The emphasis here is not just on performance, but on the relationship between performance and cost, because the viability of the token economy depends on both. Producing more tokens is only valuable if they can be produced efficiently, and Huang’s argument is that this efficiency is achieved through the co-design of hardware, software, and algorithms as a single system.
“In one generation, nobody would have expected 35 times higher,” Huang says. “Moore’s Law would have given us one and a half times more performance. Nobody would have expected 35 times higher, and in fact it is closer to 50 times. Our cost per token is the lowest in the world, and if you have the wrong architecture, even if it is free, it is not cheap enough.”
The statement is striking because it collapses the distinction between cost and architecture, suggesting that efficiency is not a by-product of design but its primary objective. The system is not built to run workloads, it is built to produce tokens as efficiently as possible, and every component is optimised towards that goal.

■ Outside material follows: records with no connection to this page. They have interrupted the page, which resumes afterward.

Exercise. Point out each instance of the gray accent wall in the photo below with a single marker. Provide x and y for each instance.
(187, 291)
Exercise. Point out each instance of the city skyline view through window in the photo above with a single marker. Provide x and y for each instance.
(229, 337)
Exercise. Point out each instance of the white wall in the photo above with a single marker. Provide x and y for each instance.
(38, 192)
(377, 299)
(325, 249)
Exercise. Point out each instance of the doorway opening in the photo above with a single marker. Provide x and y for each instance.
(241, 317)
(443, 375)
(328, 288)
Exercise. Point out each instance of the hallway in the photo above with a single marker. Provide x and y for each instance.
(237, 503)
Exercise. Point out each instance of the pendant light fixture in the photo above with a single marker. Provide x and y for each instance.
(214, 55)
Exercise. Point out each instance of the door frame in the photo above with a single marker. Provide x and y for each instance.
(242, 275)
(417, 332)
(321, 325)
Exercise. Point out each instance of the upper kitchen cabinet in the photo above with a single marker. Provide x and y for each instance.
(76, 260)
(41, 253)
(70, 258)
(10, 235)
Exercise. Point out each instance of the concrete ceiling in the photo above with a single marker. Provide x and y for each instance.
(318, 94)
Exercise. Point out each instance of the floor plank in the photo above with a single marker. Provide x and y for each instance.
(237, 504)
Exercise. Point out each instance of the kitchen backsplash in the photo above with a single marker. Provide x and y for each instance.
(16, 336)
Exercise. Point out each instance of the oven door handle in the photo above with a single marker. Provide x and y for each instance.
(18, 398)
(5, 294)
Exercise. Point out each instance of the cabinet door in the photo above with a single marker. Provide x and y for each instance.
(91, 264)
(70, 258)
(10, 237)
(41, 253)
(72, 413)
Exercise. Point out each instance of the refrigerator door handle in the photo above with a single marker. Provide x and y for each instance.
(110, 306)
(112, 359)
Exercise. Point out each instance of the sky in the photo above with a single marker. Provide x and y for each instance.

That optimisation extends beyond individual systems to the broader structure of computing itself, as Huang describes a shift from general-purpose infrastructure to specialised environments designed around production. “We have now set the computing platform, but to activate those computing platforms we need domain-specific libraries that solve very important problems in each one of the verticals that we address,” Huang adds. “We are an algorithm company. That is what makes it possible to go into every single one of these industries, imagine the future, and turn it into something that can be executed at scale.”
This is where the industrial analogy becomes unavoidable, because the system is no longer generic, it is specialised, optimised, and integrated, designed to produce specific outputs at scale.
The moment AI becomes an industry
The final shift in Huang’s narrative is the move from technology to industry, where AI is no longer a layer within existing systems but the foundation of a new economic structure. The scale of that shift is captured in his assessment of demand, which he frames not as growth but as an explosion.
“The amount of computation in the last two years has increased by roughly 10,000 times,” he says. “The amount of usage has gone up by 100 times. When I combine these two, I believe that computing demand has increased by one million times in the last two years. It is the feeling that every startup has, every AI lab has, that if they could just get more capacity, they could generate more tokens, their revenues would go up, more people could use it, and the AI could become smarter.”
This is not incremental adoption, it is systemic transformation, and it explains why the shift to tokens matters. Once intelligence becomes something that can be produced, demand is no longer tied to specific applications, it becomes universal, embedded in every process, every system, every interaction.
“There is no question; this is not a one app technology,” Huang explains. “This is now fundamental. This is absolutely a new computing platform shift.” That statement closes the loop, because it positions the token economy not as a feature of AI but as its defining characteristic. The model is no longer the centre of gravity, and the machine is no longer the product. What matters is the ability to produce intelligence, continuously, efficiently, and at scale.
The consequence is a competitive landscape defined not by who has access to AI, but by who can manufacture it most effectively. In that landscape, the token is not just a technical construct, it is the unit of value, the measure of performance, and ultimately the currency of the new computing economy.